Some folks think you can bring too much gear? We don’t subscribe to that theory…
Unlike most anglers, many of our guides revel in swollen rivers. Not high and muddy but bank full and green. In fact I would argue that the biggest trout in a river are more accessible in high water situations than they are in low clear conditions. This is counter intuitive to be sure, Common sense says that the lower the water – the more confined the fish – thus the more easily they are to locate and catch. Reallity is that when a river is low and clear the fish are spread accross the river, anywhere from bank to bank and, they are spooky. Running full, river trout are typically very site specific. In wandering rivers like the Clark Fork or Bitterroot they are congregated in sandbar drop offs and slick deep slow backwater channels. In boulder strewn rivers like the Blackfoot, they find refuge in the soft inside corners and long slow moving banks. In both instances trout will be aggressive and disregard shadows overhead and oars splashing around them.

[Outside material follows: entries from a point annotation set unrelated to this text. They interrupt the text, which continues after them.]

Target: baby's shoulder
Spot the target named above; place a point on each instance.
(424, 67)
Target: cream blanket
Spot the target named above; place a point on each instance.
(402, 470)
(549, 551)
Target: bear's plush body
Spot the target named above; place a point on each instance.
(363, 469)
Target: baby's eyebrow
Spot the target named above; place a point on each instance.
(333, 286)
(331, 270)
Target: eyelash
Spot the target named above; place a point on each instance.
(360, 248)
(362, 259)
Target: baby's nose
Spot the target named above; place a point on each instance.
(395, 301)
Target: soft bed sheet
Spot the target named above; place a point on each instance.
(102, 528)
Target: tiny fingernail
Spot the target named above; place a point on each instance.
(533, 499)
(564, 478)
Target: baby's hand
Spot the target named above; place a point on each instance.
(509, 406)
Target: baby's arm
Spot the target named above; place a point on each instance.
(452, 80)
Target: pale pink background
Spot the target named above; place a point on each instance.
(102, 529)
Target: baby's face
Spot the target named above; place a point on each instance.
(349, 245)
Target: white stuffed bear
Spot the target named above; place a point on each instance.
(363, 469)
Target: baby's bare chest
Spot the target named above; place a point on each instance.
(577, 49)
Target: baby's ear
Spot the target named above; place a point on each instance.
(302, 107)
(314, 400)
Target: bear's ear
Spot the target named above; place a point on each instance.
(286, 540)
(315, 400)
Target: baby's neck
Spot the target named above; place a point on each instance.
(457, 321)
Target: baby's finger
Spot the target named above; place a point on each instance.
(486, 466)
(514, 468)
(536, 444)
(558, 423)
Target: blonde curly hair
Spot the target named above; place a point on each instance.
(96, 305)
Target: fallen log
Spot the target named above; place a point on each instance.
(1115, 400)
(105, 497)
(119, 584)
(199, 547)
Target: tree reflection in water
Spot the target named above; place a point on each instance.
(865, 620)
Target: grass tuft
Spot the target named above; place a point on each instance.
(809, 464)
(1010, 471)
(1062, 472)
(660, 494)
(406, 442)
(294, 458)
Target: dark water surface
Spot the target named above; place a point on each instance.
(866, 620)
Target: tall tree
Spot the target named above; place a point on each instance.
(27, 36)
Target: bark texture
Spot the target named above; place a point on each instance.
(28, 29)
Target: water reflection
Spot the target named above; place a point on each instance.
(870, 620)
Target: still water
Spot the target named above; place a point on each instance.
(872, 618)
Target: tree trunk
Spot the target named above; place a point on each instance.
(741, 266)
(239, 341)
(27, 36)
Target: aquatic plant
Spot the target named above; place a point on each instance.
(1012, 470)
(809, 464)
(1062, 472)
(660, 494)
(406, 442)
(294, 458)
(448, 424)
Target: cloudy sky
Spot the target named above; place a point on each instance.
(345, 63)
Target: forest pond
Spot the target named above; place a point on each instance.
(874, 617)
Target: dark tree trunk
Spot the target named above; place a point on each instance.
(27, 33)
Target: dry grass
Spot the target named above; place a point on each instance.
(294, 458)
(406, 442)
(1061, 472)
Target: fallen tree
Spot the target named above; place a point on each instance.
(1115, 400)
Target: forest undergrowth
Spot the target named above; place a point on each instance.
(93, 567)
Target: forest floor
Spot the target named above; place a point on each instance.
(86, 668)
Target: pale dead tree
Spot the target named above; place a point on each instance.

Green water is good!
I am not saying that we won’t catch any more large fish now that the rivers are clearing and dropping. But the days of easy targeting top end fish will continue to get more callenging with each inch of dropping water and visibility. Now is the time when hatches matter more and weather tends to effect catching the top end fish more severly.
Speaking of catching … I need to go pick up my clients and prove this theory wrong! Good luck out there.
This really isn’t a three headed fish, but I had to get your attention, you’ve been down in the dumps lately with this rainy weather. And we’ve all seen the USGS streamflow charts, granted the rivers are receding, but there still pretty high, so why bother fishing, right?
Some spots on the Bitterroot are really good right now. Good enough to pull a triple hook-up on command? Yep. Fish seem to have a thing for the worm. Try the pink or red san juan with a trailer nymph of the prince or copper john variety. Seek out the slower seems and drop offs. Try a side channel or two. Get out there dammit, reading is for nerds!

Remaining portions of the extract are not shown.